The invisible distributed system is worse.

Not An Argument for Microservices

By the way, none of this is an argument for splitting your monolith. That is a separate conversation, and for most teams, the answer is probably no.

The argument is narrower: if you are going to keep the monolith, keep it well.

  • Define real boundaries inside it.
  • Own the data per module – one module should write to a set of tables, and other modules should go through its interface to read them, not the table directly.
  • Make the synchronous chains visible, and
  • Consciously decide which parts could be async.

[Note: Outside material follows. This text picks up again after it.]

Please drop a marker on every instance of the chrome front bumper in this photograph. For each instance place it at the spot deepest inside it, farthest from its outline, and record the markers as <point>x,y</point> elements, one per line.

Treat shared utilities with the same care you would treat a shared library in a distributed system, because that is what they are.

A well-structured monolith is one of the best architectures you can have. It gives you the deployment simplicity and the refactoring confidence that distributed systems genuinely cannot. The compiler catches your mistakes. Latency is in nanoseconds. There are no distributed transactions to debug.

But a poorly-structured monolith is not a monolith at all. It is a distributed system with the network calls replaced by function calls and the explicit contracts replaced by implicit database coupling.

The pride is understandable. The architecture might not deserve it yet.